Wednesday, October 24, 2012

Design for Scalability


Common Techniques

Server Farm (real time access)
  • If there is a large number of independent (potentially concurrent) request, then you can use a server farm which is basically a set of identically configured machine, frontend by a load balancer.
  • The application itself need to be stateless so the request can be dispatched purely based on load conditions and not other factors.
  • This strategy is even more effective when combining with Cloud computing as adding more VM instances into the farm is just an API call.
Data Partitioning
  • Spread your data into multiple DB so that data access workload can be distributed across multiple servers
  • By nature, data is stateful. So there must be a deterministic mechanism to dispatch data request to the server that host the data
  • Data partitioning mechanism also need to take into considerations the data access pattern.
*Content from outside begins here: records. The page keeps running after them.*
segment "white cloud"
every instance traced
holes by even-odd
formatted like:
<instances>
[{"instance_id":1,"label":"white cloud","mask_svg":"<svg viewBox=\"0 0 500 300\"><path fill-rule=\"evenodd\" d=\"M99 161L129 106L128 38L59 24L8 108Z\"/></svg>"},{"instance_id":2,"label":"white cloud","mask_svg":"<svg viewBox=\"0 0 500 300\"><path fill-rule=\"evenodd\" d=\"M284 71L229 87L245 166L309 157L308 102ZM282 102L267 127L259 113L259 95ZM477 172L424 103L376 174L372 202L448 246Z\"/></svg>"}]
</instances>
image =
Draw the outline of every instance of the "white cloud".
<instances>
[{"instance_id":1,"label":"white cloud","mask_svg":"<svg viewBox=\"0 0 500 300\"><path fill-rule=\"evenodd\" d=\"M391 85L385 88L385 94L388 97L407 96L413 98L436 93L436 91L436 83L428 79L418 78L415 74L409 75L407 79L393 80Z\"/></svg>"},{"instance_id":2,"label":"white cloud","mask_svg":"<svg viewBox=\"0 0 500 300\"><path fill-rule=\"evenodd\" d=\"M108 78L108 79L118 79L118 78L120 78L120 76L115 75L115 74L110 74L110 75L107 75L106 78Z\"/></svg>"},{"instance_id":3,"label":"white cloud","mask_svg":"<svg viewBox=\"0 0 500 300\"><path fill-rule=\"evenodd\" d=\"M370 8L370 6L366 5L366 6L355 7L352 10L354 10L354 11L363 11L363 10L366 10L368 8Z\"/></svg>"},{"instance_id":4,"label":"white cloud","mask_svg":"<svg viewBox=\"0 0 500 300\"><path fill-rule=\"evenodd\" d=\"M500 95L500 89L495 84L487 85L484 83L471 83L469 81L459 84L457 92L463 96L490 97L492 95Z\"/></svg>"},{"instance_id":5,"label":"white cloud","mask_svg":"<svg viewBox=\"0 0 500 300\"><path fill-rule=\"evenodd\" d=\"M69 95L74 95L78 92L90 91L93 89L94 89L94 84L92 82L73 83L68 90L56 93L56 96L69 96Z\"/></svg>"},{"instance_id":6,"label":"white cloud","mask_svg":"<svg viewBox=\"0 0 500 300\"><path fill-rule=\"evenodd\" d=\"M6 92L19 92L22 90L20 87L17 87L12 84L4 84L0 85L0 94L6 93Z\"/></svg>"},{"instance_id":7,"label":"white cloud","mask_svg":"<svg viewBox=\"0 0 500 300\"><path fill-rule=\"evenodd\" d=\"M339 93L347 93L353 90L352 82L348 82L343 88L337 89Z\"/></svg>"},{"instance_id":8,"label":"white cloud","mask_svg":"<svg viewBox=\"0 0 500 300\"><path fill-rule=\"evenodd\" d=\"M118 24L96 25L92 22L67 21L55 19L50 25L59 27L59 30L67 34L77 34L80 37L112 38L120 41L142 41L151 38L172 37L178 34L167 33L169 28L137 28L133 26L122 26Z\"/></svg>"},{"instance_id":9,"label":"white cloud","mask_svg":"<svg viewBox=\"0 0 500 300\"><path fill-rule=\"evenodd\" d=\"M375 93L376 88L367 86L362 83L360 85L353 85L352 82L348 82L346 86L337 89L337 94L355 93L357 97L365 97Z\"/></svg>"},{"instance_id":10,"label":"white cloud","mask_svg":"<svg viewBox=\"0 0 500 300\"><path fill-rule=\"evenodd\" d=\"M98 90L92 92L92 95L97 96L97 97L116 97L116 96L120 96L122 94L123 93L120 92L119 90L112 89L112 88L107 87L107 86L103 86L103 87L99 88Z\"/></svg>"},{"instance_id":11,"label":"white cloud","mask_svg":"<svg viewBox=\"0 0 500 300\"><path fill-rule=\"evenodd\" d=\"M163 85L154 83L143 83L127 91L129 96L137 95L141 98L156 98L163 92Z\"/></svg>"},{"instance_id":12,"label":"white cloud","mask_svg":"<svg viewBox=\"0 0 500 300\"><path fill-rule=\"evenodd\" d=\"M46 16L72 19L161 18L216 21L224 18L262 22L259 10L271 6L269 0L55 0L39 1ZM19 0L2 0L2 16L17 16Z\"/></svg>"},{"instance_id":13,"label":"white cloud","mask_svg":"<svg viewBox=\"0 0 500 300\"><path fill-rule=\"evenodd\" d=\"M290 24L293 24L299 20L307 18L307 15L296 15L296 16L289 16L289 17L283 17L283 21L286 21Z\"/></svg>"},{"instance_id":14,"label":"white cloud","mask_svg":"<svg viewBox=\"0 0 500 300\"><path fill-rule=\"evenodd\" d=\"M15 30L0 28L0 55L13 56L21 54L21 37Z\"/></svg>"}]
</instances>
Data that need to be accessed together should be staying in the same server. A more sophisticated approach can migrate data continuously according to data access pattern shift.
Map / Reduce (Batch Parallel Processing)
  • The algorithm itself need to be parallelizable. This usually mean the steps of execution should be relatively independent of each other.
  • Google's Map/Reduce is a good framework for this model. There is also an open source Java framework Hadoop as well.
Content Delivery Network (Static Cache)
  • This is common for static media content. The idea is to create many copies of contents that are distributed geographically across servers.
  • User request will be routed to the server replica with close proxmity
Cache Engine (Dynamic Cache)
  • This is typically implemented as a lookup cache.
  • Memcached and EHCache are some of the popular caching packages
Resources Pool
  • DBSession and TCP connection are expensive to create, so reuse them across multiple requests
Asynchronous Processing
  • The service call in this example is better handled using an asynchronous processing model. This is typically done in 2 ways: Callback and Polling
  • In callback mode, the caller need to provide a response handler when making the call. Some kind of co-ordination may be required between the calling thread and the callback thread.
  • In polling mode, the call itself will return a "future" handle immediately. The caller can go off doing other things and later poll the "future" handle to see if the response if ready. In this model, there is no extra thread being created so no extra thread co-ordination is needed.
Implementation design considerations
  • Use efficient algorithms and data structure. Analyze the time (CPU) and space (memory) complexity for logic that are execute frequently (ie: hot spots). For example, carefully decide if hash table or binary tree should be use for lookup.
  • Analyze your concurrent access scenarios when multiple threads accessing shared data. Carefully analyze the synchronization scenario and make sure the locking is fine-grain enough. Also watch for any possibility of deadlock situation and how you detect or prevent them. Also consider using Lock-Free data structure (e.g. Java's Concurrent Package have a couple of them)
  • Analyze the memory usage patterns in your logic. Determine where new objects are created and where they are eligible for garbage collection. Be aware of the creation of a lot of short-lived temporary objects as they will put a high load on the Garbage Collector.